2. Voor de stroken en akkernatuur wordt volgende voorstel gedaan: - Essentieel is dat voor deze stroken een visie naar landschappelijke inrichting en beheer opgemaakt wordt door ofwel VLM ofwel RL en voor zover ze niet deel kunnen uitmaken van een te realiseren natuurgebied waarvoor een natuurbeheerplan opgemaakt wordt, toebedeeld worden aan een publieke instantie zoals de gemeente die toeziet op het beheer en in gegarandeerde uitvoering hiervan hier beheerpartners kan selecteren ( vb Ecokwadraat in samenwerking met boeren of WBE/jagers of natuurverenigingen).

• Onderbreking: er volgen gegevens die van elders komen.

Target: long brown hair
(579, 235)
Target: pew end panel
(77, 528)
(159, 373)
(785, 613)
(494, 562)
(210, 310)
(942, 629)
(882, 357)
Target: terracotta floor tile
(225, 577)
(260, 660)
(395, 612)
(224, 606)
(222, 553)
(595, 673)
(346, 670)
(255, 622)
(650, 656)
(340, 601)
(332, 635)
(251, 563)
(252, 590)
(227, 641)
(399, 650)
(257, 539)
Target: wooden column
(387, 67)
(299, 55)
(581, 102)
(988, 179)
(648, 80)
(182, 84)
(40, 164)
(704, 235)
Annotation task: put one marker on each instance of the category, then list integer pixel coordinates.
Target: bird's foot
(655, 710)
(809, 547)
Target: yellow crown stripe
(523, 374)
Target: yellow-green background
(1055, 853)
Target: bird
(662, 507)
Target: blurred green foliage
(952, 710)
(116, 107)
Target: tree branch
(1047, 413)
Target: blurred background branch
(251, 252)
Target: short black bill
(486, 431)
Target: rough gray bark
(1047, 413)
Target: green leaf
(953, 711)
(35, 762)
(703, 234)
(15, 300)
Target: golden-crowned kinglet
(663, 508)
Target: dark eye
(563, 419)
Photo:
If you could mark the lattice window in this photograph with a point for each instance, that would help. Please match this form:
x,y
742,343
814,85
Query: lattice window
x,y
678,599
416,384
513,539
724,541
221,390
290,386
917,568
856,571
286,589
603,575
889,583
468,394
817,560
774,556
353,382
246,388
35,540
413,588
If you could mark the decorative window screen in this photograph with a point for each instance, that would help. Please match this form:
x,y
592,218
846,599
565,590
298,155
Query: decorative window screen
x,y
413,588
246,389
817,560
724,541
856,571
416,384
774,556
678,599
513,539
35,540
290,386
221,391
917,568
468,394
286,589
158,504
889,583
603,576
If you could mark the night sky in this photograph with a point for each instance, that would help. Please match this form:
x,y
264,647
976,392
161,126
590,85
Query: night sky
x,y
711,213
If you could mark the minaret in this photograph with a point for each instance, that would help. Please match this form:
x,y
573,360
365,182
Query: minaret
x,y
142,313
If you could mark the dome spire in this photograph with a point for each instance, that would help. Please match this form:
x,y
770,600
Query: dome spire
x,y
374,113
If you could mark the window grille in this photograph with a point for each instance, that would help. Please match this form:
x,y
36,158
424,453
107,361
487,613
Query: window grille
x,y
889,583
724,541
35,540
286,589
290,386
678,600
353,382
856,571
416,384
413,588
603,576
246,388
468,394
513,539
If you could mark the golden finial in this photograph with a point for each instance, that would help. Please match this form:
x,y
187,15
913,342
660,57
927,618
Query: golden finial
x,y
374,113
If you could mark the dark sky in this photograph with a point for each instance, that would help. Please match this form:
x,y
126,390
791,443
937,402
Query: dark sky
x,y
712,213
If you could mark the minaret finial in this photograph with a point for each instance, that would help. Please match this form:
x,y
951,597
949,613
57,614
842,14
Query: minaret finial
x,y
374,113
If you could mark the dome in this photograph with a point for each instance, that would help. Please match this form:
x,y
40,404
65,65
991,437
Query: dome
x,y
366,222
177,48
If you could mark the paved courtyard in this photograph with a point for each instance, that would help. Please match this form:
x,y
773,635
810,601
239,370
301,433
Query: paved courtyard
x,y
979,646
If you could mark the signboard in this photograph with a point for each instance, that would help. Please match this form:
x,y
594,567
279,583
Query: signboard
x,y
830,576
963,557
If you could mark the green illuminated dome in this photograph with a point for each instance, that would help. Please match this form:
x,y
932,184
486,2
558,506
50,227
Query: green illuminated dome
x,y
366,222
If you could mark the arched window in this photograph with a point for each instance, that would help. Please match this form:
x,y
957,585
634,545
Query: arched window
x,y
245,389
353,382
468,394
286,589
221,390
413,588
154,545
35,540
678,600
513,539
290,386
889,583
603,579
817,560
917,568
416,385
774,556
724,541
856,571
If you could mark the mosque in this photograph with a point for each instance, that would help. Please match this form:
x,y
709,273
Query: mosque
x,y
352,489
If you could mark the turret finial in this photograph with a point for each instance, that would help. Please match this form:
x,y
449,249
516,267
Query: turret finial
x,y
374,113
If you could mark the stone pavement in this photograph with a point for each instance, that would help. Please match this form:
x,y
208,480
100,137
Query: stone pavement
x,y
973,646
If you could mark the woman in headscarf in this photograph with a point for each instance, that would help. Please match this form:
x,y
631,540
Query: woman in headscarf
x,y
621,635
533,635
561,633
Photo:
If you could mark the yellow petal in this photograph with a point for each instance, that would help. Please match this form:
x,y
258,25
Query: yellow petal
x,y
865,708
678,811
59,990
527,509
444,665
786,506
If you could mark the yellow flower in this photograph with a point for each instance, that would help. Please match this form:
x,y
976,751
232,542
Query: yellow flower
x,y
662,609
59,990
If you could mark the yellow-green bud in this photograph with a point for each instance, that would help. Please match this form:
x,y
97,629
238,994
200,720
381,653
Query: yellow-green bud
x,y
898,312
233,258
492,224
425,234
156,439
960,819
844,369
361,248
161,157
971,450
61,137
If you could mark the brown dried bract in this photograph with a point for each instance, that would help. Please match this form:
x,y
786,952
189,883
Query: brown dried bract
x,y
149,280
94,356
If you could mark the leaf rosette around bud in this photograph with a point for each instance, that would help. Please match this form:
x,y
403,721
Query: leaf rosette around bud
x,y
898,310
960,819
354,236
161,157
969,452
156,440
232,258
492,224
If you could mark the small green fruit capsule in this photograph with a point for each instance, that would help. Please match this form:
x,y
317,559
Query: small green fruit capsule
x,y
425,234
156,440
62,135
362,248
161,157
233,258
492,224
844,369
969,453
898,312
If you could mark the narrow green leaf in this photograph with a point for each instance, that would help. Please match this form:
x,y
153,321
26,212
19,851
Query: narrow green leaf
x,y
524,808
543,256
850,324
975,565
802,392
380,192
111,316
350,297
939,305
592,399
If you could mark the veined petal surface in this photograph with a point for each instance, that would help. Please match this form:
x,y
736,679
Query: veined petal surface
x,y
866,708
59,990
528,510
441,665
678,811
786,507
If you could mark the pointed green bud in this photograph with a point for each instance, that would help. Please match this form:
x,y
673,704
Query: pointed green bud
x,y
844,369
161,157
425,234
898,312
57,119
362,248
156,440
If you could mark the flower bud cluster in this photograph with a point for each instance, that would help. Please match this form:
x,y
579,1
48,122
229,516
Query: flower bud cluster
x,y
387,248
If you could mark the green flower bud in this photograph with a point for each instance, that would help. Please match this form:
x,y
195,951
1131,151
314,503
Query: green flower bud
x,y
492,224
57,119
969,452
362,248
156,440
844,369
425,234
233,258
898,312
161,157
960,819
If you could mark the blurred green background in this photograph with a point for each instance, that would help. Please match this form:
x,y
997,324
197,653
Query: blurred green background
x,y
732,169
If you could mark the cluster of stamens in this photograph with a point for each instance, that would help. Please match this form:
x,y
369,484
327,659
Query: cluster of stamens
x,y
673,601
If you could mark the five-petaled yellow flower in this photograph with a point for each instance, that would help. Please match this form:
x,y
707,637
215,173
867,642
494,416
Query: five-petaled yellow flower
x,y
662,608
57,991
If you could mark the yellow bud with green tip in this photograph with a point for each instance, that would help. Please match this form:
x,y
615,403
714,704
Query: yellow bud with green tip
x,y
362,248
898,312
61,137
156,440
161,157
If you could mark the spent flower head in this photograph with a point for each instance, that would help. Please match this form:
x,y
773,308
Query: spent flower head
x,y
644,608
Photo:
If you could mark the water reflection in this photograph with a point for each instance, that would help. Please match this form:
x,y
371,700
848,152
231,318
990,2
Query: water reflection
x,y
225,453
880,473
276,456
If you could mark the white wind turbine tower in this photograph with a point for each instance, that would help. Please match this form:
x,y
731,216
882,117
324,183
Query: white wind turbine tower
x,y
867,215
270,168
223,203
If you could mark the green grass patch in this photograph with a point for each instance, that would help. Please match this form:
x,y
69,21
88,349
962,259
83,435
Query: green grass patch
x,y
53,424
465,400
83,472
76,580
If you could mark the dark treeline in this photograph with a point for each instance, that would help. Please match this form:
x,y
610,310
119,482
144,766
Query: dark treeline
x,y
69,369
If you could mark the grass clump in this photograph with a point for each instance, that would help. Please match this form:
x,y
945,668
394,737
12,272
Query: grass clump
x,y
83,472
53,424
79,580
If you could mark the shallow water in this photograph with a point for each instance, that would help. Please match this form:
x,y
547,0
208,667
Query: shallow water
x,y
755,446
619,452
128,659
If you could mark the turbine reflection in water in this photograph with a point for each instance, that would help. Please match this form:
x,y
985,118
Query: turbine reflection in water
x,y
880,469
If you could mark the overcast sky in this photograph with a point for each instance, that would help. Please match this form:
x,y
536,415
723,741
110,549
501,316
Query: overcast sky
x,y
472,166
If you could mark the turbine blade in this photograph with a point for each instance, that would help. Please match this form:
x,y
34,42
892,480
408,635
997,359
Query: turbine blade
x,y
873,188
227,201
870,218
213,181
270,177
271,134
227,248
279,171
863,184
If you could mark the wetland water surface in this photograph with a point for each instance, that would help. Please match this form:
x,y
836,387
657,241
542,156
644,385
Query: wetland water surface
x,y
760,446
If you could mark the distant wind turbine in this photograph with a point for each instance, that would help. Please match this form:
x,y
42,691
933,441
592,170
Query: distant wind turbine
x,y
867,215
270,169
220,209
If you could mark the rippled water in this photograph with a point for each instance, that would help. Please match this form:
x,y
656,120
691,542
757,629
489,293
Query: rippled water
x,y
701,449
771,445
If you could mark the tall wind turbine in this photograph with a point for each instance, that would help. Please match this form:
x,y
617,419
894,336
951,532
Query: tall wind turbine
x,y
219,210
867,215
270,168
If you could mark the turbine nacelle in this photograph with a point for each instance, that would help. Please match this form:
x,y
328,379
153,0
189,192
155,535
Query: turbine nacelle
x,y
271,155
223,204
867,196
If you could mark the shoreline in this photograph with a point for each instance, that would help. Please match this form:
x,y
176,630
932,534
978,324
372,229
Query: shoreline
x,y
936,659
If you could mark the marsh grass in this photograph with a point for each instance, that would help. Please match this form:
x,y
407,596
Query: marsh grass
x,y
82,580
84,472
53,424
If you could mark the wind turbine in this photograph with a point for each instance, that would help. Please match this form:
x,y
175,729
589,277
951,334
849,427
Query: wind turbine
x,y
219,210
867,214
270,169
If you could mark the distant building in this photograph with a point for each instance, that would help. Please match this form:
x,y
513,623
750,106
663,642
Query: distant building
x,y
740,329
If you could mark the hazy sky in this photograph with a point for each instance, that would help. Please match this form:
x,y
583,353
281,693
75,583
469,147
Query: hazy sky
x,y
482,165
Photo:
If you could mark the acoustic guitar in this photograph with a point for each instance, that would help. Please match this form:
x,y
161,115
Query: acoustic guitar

Om de reden dat ze net als de wegen toebedeeld worden aan een publieke instantie voor een inherente publieke functie zou het logisch zijn dat voor deze percelen geen grondreserve ingebracht wordt maar dat ze deel uitmaken van de reductie-coefficient en gevoegd worden bij het domein van de gemeente
3. Naar realisatiemogelijkheden wordt volgende synthese gemaakt: Wat nu voorligt wijkt in essentie af van het structuurplan naar oppervlakte toebedeling voor natuurontwikkeling maar ook naar de essentiele prioriteiten voor toekomstgerichte topnatuur die anders nooit buiten de ruilverkaveling in de eerstkomende decennia kunnen gerealiseerd worden. Wat nu voorligt is geen uitwerking of verfijning van de taakstelling van het structuurplan maar is een zeer fundamentele downgrading naar natuur en landschap waarbij de vooropgestelde natuurdoelen niet bereikt worden maar ook niet voldaan wordt aan het structuurplan noch aan de voorwaarden van de plan-MER. Om meer ruimte te krijgen voor realisatie van deze topnatuur zijn volgende punten in overweging te nemen: - de bufferzones holle wegen, water, de akkerstroken, in zoverre ze niet in opgenomen kunnen worden in de te realiseren natuurgebieden waarvoor een beheerplan zal gelden, worden opgenomen in de reductie-coefficient - waar ook de wegen in opgenomen worden - en worden dan toebedeeld aan de gemeenten.Dit is logisch omdat deze stroken de contramal zijn voor de schaalvergroting met toegenomen verschraling van natuur- en landschapswaarden en toegenomen erosiegevoeligheid. Voor de stroken water is het nog evidenter vermits deze stroken met 1 m langs weerszijden van elk waterlichaam wettelijk niet langer bewerkt mogen worden en een toebedeling aan een nieuwe agrarische exploitant niet aan de orde is. Hierdoor komt er in de ruimtebalans een oppervlakte van meer dan 15 ha beschikbaar.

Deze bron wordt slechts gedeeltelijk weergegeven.